Vermont First State to Offer Free Breakfast and Lunch to Students

 
Students pick up their lunch at a Barre Town, Vt., elementary school last week. Vermont is the first state to offer free breakfast and lunch to needy students to ensure all students have enough to eat. (AP)

With the start of the new school year, low-income students in Vermont can now eat breakfast and lunch for free.

Vermont is the first state to offer both meals at no charge to low-income students who meet the federal threshold for free or reduced-price meals, according to anti-hunger advocates.

“We all know that hungry children can’t learn,” Gov. Peter Shumlin said last week during a visit to Barre Town Elementary School to promote the initiative. “I am very proud that Vermont is the first state to ensure that all children have access to good food, so that they can focus on their education without worrying whether they will be hungry.”

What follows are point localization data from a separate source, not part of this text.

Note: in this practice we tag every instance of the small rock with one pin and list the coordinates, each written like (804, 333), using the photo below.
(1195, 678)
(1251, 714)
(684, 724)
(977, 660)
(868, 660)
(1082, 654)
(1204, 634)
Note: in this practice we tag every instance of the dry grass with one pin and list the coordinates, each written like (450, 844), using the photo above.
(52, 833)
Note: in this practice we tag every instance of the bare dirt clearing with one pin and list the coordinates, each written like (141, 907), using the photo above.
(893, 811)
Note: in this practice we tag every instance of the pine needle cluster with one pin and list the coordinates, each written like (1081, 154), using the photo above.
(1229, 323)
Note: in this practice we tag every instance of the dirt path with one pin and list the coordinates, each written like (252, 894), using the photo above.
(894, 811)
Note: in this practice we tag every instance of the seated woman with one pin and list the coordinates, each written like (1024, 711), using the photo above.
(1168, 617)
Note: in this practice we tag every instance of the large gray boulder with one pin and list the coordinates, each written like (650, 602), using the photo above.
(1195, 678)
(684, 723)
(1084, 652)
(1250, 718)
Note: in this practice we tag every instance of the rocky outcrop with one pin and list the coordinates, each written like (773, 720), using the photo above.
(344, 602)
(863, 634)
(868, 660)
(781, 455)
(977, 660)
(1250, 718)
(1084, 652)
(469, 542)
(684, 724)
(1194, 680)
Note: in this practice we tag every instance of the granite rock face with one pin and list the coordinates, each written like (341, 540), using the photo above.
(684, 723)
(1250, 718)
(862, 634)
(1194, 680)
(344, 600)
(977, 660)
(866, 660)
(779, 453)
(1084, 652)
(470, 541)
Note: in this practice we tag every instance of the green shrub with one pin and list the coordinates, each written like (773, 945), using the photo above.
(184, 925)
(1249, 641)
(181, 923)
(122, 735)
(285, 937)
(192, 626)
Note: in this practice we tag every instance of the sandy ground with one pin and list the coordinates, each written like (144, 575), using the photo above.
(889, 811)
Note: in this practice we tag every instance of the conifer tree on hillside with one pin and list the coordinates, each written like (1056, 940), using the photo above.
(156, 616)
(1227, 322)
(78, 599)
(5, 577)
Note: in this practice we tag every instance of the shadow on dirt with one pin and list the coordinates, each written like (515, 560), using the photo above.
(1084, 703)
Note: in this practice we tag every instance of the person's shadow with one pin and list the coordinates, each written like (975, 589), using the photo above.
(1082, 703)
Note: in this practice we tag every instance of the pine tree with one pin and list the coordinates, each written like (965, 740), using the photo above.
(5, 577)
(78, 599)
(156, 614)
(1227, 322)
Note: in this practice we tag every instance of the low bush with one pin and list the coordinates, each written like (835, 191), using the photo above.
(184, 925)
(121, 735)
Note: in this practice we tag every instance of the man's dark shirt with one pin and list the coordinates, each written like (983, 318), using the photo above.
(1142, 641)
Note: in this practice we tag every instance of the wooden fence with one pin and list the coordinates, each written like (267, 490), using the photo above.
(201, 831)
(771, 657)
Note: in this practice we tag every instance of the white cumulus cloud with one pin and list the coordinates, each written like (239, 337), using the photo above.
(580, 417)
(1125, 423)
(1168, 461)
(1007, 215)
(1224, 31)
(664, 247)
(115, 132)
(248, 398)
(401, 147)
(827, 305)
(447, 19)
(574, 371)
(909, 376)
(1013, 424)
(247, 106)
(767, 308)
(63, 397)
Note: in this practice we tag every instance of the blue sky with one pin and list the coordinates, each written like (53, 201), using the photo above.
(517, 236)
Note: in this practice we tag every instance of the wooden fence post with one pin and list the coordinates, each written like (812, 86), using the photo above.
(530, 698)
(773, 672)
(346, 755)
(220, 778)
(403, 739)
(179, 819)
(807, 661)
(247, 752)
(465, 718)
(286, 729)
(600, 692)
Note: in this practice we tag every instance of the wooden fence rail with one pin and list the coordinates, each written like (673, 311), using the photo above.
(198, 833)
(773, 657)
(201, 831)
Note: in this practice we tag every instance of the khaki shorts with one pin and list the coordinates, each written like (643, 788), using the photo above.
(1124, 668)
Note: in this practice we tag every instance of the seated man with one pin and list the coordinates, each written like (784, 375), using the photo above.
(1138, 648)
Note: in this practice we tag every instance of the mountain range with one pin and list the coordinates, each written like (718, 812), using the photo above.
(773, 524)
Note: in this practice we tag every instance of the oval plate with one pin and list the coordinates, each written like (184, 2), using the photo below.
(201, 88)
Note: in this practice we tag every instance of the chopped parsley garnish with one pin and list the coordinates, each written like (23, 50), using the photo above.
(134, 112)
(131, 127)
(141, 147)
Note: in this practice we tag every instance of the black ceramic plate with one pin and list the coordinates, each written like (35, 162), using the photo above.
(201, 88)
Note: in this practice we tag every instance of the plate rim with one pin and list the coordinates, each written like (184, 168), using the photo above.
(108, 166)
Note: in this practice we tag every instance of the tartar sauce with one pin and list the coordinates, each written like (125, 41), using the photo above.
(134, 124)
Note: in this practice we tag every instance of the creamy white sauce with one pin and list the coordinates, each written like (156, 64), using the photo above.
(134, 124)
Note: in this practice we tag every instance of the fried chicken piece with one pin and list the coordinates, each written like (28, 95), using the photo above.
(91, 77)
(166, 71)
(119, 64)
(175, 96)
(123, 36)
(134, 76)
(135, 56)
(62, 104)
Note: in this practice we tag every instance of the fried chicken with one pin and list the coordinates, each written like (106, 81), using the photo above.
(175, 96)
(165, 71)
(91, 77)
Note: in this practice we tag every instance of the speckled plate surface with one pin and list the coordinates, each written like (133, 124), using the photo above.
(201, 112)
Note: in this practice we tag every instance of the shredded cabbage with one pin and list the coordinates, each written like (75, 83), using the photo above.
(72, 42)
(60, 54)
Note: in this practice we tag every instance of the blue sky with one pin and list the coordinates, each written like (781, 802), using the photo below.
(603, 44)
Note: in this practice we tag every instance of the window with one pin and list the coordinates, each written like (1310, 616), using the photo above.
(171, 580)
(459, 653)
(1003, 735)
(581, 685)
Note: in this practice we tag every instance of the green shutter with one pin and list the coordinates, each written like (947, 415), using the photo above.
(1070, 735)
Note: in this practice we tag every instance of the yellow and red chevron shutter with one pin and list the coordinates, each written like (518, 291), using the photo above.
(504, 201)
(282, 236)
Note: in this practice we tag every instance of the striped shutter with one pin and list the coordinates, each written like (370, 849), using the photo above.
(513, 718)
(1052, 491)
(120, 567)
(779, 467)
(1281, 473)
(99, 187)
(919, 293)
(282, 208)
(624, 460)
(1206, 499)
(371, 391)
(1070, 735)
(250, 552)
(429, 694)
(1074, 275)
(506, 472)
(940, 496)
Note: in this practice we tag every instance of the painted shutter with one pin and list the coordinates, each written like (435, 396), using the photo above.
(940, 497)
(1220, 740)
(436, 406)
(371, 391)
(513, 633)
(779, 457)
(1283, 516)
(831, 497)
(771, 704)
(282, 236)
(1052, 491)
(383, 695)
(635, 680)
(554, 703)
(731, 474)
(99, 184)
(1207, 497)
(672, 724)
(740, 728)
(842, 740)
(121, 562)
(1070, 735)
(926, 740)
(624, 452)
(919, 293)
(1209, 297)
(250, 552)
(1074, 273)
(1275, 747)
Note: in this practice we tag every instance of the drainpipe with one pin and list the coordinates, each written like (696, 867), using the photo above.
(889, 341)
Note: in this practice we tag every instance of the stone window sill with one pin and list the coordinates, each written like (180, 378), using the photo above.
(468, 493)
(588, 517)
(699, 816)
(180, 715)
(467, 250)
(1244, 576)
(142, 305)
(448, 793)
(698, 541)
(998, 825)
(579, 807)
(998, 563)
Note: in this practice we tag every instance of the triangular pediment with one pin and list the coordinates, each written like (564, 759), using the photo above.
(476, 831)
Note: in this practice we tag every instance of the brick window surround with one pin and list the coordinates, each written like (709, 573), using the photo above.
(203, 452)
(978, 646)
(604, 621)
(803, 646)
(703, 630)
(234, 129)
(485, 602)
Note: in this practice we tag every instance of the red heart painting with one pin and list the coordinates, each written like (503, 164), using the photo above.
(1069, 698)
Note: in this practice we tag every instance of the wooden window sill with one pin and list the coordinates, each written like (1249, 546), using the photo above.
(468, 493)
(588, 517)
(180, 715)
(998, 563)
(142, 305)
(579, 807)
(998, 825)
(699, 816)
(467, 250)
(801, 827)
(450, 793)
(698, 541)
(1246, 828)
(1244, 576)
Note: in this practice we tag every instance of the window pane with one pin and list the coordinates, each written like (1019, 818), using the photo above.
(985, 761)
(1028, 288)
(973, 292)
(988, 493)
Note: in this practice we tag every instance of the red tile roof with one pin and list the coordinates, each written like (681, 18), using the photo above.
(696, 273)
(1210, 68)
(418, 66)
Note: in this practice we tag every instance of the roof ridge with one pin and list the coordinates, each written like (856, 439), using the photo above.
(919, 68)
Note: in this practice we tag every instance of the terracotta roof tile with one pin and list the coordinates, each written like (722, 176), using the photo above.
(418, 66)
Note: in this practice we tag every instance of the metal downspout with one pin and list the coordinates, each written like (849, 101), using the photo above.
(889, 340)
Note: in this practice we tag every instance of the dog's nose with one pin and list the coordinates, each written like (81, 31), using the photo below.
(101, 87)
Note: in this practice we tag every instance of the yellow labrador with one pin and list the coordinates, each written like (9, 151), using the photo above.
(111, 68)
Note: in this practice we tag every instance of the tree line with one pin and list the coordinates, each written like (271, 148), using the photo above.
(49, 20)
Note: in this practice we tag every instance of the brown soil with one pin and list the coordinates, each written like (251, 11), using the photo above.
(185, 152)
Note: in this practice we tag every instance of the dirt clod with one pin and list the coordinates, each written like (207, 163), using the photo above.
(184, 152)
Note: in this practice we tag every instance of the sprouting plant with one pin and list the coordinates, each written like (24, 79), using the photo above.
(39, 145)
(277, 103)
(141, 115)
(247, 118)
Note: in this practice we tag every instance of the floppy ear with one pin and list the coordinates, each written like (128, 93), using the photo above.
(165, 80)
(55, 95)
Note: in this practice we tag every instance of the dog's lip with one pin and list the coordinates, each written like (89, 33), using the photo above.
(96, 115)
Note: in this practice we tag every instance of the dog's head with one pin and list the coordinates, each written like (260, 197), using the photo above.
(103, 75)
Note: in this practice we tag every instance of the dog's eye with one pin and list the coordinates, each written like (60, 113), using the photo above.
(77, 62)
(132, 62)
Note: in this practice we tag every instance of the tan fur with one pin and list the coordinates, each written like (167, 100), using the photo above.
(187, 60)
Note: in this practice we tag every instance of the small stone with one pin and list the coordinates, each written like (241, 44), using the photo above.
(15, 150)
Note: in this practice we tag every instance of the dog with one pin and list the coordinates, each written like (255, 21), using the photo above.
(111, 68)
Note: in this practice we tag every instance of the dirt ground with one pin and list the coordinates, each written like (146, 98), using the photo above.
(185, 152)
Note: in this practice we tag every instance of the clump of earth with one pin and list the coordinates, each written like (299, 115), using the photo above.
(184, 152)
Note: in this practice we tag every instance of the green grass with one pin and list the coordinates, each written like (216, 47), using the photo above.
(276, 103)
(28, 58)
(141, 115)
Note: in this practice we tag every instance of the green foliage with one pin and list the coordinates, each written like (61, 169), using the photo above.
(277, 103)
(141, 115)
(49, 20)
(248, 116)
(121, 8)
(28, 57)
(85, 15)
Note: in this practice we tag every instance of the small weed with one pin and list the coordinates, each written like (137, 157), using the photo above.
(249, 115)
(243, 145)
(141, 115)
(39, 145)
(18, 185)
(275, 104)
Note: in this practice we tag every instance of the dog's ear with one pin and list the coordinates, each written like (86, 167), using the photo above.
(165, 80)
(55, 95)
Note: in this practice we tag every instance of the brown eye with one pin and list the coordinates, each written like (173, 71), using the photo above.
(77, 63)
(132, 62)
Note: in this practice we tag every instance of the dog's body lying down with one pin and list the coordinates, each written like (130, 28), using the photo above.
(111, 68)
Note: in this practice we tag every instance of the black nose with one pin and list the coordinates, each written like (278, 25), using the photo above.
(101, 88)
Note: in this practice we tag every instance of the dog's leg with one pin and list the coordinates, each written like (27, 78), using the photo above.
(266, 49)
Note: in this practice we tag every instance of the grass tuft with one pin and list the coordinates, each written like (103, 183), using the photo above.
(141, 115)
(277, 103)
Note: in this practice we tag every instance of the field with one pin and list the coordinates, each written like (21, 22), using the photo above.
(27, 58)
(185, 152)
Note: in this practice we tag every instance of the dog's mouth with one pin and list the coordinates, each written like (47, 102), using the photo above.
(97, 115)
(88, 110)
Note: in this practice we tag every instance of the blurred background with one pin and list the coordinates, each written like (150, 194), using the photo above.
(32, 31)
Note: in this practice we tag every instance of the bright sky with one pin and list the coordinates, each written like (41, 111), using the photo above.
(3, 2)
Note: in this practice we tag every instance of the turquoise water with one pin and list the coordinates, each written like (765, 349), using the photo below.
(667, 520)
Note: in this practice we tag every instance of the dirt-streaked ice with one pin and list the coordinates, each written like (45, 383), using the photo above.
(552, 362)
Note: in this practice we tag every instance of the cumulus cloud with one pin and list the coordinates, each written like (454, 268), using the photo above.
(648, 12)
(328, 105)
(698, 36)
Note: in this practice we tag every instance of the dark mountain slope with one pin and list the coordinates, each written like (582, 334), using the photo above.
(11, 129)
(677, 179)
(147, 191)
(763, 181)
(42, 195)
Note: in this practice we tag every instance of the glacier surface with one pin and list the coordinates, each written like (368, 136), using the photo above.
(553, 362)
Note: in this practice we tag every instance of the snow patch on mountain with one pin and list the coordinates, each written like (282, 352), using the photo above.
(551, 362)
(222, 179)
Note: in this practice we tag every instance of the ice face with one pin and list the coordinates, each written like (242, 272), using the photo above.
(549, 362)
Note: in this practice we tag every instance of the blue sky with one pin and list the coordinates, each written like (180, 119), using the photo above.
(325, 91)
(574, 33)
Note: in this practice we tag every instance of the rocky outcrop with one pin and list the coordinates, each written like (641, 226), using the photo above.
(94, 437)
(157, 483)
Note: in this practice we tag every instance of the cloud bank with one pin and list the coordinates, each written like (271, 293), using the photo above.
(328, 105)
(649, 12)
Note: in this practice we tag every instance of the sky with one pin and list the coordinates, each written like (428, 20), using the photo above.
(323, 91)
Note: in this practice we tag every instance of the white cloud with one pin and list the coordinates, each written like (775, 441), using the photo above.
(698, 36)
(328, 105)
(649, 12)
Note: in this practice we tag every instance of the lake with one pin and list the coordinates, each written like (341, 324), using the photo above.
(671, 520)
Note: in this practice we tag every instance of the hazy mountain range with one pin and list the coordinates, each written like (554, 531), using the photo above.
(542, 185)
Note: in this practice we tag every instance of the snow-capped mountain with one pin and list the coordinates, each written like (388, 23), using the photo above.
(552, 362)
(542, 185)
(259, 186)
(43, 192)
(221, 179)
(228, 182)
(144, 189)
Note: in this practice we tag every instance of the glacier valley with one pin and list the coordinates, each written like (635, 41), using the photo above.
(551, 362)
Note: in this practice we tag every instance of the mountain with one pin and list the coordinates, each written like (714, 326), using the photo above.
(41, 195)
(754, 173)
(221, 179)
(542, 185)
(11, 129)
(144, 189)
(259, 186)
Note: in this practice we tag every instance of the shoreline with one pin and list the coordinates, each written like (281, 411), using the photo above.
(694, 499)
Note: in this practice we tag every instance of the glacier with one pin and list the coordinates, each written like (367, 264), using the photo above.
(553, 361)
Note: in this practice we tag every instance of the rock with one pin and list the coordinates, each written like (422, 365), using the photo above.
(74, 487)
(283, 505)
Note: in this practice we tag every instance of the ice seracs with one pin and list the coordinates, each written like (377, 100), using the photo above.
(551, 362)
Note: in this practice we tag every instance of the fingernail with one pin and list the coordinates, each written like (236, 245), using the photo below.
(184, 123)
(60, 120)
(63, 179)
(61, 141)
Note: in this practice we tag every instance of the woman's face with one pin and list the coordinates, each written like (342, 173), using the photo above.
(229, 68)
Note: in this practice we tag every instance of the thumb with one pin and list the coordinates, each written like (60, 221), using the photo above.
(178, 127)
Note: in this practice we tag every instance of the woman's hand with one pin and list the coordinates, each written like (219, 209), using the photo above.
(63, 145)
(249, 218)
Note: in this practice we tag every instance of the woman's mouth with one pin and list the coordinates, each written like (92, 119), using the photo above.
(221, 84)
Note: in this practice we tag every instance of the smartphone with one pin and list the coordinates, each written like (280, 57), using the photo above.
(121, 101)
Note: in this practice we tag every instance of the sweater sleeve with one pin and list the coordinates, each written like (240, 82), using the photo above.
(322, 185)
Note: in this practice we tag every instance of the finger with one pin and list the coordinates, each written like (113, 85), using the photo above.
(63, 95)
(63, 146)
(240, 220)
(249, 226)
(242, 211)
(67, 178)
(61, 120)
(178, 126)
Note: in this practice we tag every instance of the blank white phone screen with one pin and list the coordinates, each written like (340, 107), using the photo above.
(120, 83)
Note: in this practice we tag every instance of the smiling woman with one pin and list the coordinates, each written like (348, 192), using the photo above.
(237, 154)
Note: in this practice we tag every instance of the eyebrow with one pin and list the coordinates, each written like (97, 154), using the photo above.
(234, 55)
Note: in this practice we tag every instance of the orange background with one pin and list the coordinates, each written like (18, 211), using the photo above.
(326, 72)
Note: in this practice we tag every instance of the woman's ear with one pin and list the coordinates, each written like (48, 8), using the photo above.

Cities and states across the country are working to boost participation in school meal programs. A growing number of states are offering free breakfast to students, and more schools are now offering breakfast during the school day, which helps reduce the stigma associated with free and reduced-price meals and increase participation rates, according to Courtney Smith, program director of Share Our Strength’s No Kid Hungry campaign.

Vermont state has offered free breakfast for all students who qualify for reduced-price meals since 2008. Under a new law, students who were previously eligible for reduced-price meals can now have breakfast and lunch at no charge.

Last year, about 31,000 students in Vermont were eligible for free meals and about 6,000 more were eligible for reduced-price meals, according to Laurie Colgan, the state’s child nutrition program director. Children whose families earn less than 185 percent of the federal poverty level, or $43,568 for a family of four, are eligible for reduced-price meals under the National School Lunch Program. Those who earn less than 130 percent, or $30,615 for a family of four, are eligible for free meals.

Last year, about 71 percent of students eligible for free meals in Vermont participated daily and 63 percent of those eligible for reduced-price meals participated, Colgan said. The new law is expected to cost the state $380,000 to $400,000 a year, which will come from the state’s general fund.

Those paying reduced prices last year were charged 40 cents for lunch, compared with the full price of $1.50 to $3.75, depending on the school. Colgan said schools reported that many students had trouble finding that much money for their meals.

Elsewhere around the country, states and school districts are taking a variety of approaches to combat student hunger, particularly by addressing breakfast.

Earlier this year, Colorado legislators enacted a law offering free breakfast to every student in a public school where at least 70 percent of students are eligible for free or reduced-cost lunch beginning in 2014-2015.  Arkansas approved a new law to support innovative school breakfast programs.  West Virginia adopted a law that aims to encourage school breakfast participation, and Texas enacted a law to require schools where more than 80 percent of students are eligible for free or reduced-price meals to offer free breakfast to all students.

A number of cities, including Boston, Detroit, the District of Columbia and Atlanta, offer free breakfast and lunch to all students in high-need schools, regardless of income.

The U.S. Department of Agriculture is rolling out a program known as Community Eligibility Option, which allows high-need schools to offer free breakfast and/or lunch to all students, regardless of income, without filing the paperwork traditionally associated with free and reduced-price meal programs.

Under this program, schools receive federal reimbursement for meals based on the levels of students already identified as low-income through other programs such as Supplemental Nutrition Assistance Program and Temporary Assistance for Needy Families, or if they fall into certain categories such as foster children or homeless. Schools are eligible if 40 percent or more of their students are identified as low-income.

Schools in Illinois, Kentucky and Michigan began to participate in 2011; New York, Ohio, West Virginia and the District of Columbia joined last year, according to the No Kid Hungry campaign. This year, Maryland, Florida, Georgia and Massachusetts are also participating and next year, all states can join.

According to a survey of public school teachers by No Kid Hungry, three in five kindergarten through eighth grade teachers say students regularly come to school hungry. Research shows hunger in children is associated with increased behavioral, emotional and academic problems.